The 1902 eruptions were of a type called nuée ardente, French 
for “glowing cloud,” the same type as those at Vesuvius in AD 79, which killed some 20,000 people in the towns of Pompeii and Herculaneum, and at Mount St. Helens in 1980.

During the expedition, Hovey collected
and sent back to the Museum invaluable specimens, molten household objects, pulverized street signs, and lumps of half-melted lava—called “bread-crust bombs” for their cracked tops—which had been thrown out of Mt. Pelée during the eruption.

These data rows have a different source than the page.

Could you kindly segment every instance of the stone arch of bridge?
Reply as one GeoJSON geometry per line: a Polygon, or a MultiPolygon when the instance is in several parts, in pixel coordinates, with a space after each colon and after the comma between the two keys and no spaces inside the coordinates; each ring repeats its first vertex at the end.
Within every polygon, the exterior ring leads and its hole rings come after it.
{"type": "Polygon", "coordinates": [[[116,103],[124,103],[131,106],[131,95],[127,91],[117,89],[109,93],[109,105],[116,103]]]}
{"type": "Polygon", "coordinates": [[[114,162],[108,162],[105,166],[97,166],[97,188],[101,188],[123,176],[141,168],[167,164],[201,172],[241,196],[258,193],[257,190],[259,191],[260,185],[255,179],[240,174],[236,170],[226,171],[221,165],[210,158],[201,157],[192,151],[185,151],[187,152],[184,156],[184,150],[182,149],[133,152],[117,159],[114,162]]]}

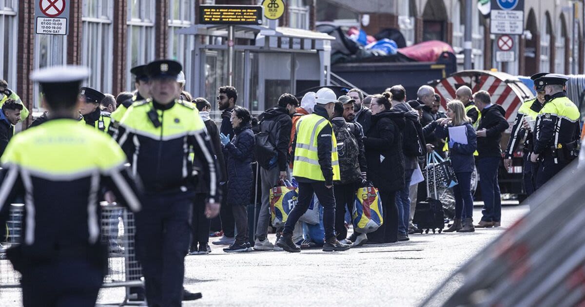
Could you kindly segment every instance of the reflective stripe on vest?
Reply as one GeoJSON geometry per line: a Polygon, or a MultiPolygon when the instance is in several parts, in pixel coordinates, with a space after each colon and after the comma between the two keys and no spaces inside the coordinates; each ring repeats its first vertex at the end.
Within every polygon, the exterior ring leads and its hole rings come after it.
{"type": "MultiPolygon", "coordinates": [[[[319,164],[317,150],[318,133],[331,123],[316,114],[305,115],[297,123],[297,146],[294,152],[294,166],[292,175],[324,181],[325,177],[319,164]]],[[[337,153],[337,140],[331,133],[331,165],[333,180],[340,180],[339,160],[337,153]]]]}
{"type": "Polygon", "coordinates": [[[469,112],[469,110],[473,108],[475,108],[476,111],[477,111],[477,120],[476,120],[474,123],[472,123],[472,126],[477,129],[477,127],[479,126],[479,121],[481,119],[481,112],[480,112],[479,109],[478,109],[475,105],[469,105],[465,107],[465,113],[467,114],[467,112],[469,112]]]}

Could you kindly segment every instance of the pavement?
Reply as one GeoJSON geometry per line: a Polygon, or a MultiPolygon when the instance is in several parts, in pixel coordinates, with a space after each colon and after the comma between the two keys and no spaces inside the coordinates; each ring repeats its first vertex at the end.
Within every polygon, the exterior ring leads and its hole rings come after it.
{"type": "MultiPolygon", "coordinates": [[[[498,228],[412,234],[406,242],[344,252],[228,254],[212,244],[211,254],[185,258],[185,287],[203,298],[183,305],[416,306],[528,210],[504,206],[498,228]]],[[[473,215],[477,223],[481,208],[473,215]]],[[[119,304],[123,297],[123,288],[102,289],[98,302],[119,304]]],[[[0,289],[0,306],[19,305],[20,299],[18,289],[0,289]]]]}

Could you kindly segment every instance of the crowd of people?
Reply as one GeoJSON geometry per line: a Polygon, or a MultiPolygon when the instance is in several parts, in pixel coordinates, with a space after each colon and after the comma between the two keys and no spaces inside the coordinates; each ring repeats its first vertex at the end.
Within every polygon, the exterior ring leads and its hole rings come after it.
{"type": "MultiPolygon", "coordinates": [[[[366,243],[408,240],[409,234],[418,231],[413,224],[417,201],[432,197],[426,195],[426,182],[411,184],[411,180],[428,166],[425,157],[433,151],[449,157],[457,182],[455,219],[445,232],[501,225],[498,169],[508,123],[506,111],[485,91],[473,93],[467,86],[459,87],[456,99],[445,102],[443,113],[441,96],[428,85],[421,86],[418,99],[410,101],[400,85],[366,96],[357,88],[338,96],[323,87],[307,93],[300,102],[283,94],[275,106],[254,118],[238,105],[237,89],[223,86],[216,97],[218,127],[210,116],[211,104],[184,91],[183,68],[174,61],[132,68],[135,91],[116,97],[80,88],[87,70],[60,69],[33,74],[47,111],[35,119],[33,129],[12,137],[13,125],[26,110],[22,102],[6,98],[0,113],[4,167],[0,220],[5,219],[6,204],[18,199],[24,200],[29,215],[42,208],[39,204],[49,208],[27,220],[25,244],[8,255],[22,273],[25,305],[31,291],[50,289],[43,281],[29,279],[29,274],[75,269],[95,280],[103,278],[97,269],[105,265],[103,258],[80,256],[100,254],[95,224],[100,200],[135,212],[136,250],[146,298],[153,306],[178,306],[192,294],[182,288],[184,257],[210,253],[210,236],[221,234],[213,243],[226,246],[226,253],[292,253],[314,246],[341,251],[366,243]],[[455,136],[455,130],[463,132],[455,136]],[[257,142],[260,135],[267,141],[257,142]],[[126,161],[129,168],[123,166],[126,161]],[[470,185],[476,168],[484,205],[474,225],[470,185]],[[298,185],[297,202],[284,227],[273,229],[269,191],[290,181],[298,185]],[[379,192],[384,222],[373,232],[350,234],[346,216],[353,211],[356,191],[364,186],[379,192]],[[60,189],[77,192],[51,193],[60,189]],[[317,234],[299,222],[315,199],[322,210],[322,229],[317,234]],[[260,200],[259,214],[250,225],[247,211],[251,203],[256,205],[255,199],[260,200]],[[81,209],[73,206],[80,201],[81,209]],[[71,204],[67,214],[50,209],[63,203],[71,204]],[[59,221],[72,220],[82,235],[65,238],[62,234],[69,232],[59,230],[59,221]],[[274,243],[269,239],[270,231],[277,233],[274,243]],[[250,232],[254,237],[249,237],[250,232]],[[50,265],[34,263],[39,257],[50,265]],[[63,259],[78,262],[72,266],[73,262],[63,259]]],[[[539,74],[533,80],[538,95],[521,107],[504,160],[510,166],[524,140],[529,192],[574,158],[579,136],[579,111],[563,91],[566,77],[539,74]]],[[[76,278],[61,277],[69,282],[76,278]]],[[[77,305],[95,303],[96,284],[84,284],[91,291],[77,298],[77,305]]],[[[63,293],[47,292],[40,297],[57,299],[63,293]]]]}

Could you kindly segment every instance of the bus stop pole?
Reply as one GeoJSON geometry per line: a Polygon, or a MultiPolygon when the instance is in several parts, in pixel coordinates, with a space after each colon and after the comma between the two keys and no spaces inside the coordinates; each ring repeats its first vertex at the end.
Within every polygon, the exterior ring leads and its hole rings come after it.
{"type": "Polygon", "coordinates": [[[233,86],[233,67],[235,60],[233,26],[228,27],[228,85],[233,86]]]}
{"type": "Polygon", "coordinates": [[[467,70],[472,69],[472,49],[473,47],[472,42],[472,16],[473,15],[473,1],[467,0],[465,3],[465,35],[463,43],[463,55],[465,59],[463,61],[463,68],[467,70]]]}

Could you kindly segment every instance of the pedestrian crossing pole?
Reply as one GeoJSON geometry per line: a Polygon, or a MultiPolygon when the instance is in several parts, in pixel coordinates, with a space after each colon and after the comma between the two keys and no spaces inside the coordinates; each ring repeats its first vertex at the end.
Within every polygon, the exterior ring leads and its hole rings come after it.
{"type": "Polygon", "coordinates": [[[465,3],[465,35],[463,43],[463,55],[465,57],[463,61],[463,68],[467,70],[472,69],[472,16],[473,14],[473,0],[466,0],[465,3]]]}

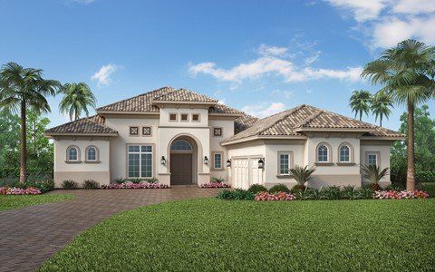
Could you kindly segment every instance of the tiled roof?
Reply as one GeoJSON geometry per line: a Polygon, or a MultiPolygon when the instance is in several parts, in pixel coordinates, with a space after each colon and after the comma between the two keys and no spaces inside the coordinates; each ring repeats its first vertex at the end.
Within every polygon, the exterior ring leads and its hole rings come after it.
{"type": "Polygon", "coordinates": [[[104,125],[104,118],[93,115],[91,117],[82,118],[73,121],[64,123],[63,125],[51,128],[45,131],[47,135],[54,134],[112,134],[117,135],[118,131],[104,125]]]}
{"type": "Polygon", "coordinates": [[[155,97],[154,102],[218,102],[218,100],[209,98],[186,89],[174,90],[170,92],[155,97]]]}
{"type": "Polygon", "coordinates": [[[317,129],[367,130],[364,136],[403,137],[396,131],[377,127],[343,115],[302,105],[264,118],[250,128],[227,139],[224,142],[253,136],[303,136],[304,131],[317,129]]]}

A number of these telling artifacts will be on view in the Museum’s special exhibition Nature’s Fury: The Science of Natural Disasters, which opens November 15.

Café Glasses, catalog no. MPA 18 ©AMNH/D.Finnin

Café Glasses, catalog no. MPA 18

©AMNH/D.Finnin


This stack of café glasses were fused together by the heat of the deadly volcanic cloud.

Champagne Bottle, catalog no. MPA 17 ©AMNH/D.Finnin

Champagne Bottle, catalog no. MPA 17

©AMNH/D.Finnin


This Champagne bottle was softened and twisted by heat and pressure.

Door knob, catalog no. MPA 19 ©AMNH/D.Finnin

Door knob, catalog no. MPA 19

©AMNH/D.Finnin


This glass doorknob was melted on one side, just as trees observed by Hovey were scorched on one side and, on the other, “green as if no eruption had occurred.” 

Lava “bread-crust bomb,” catalog no. MP143 ©AMNH/D.Finnin

Lava “bread-crust bomb,” catalog no. MP143

©AMNH/D.Finnin


This “bread-crust bomb” was formed when a partly-molten mass of lava cooled and contracted causing the solid exterior to crack.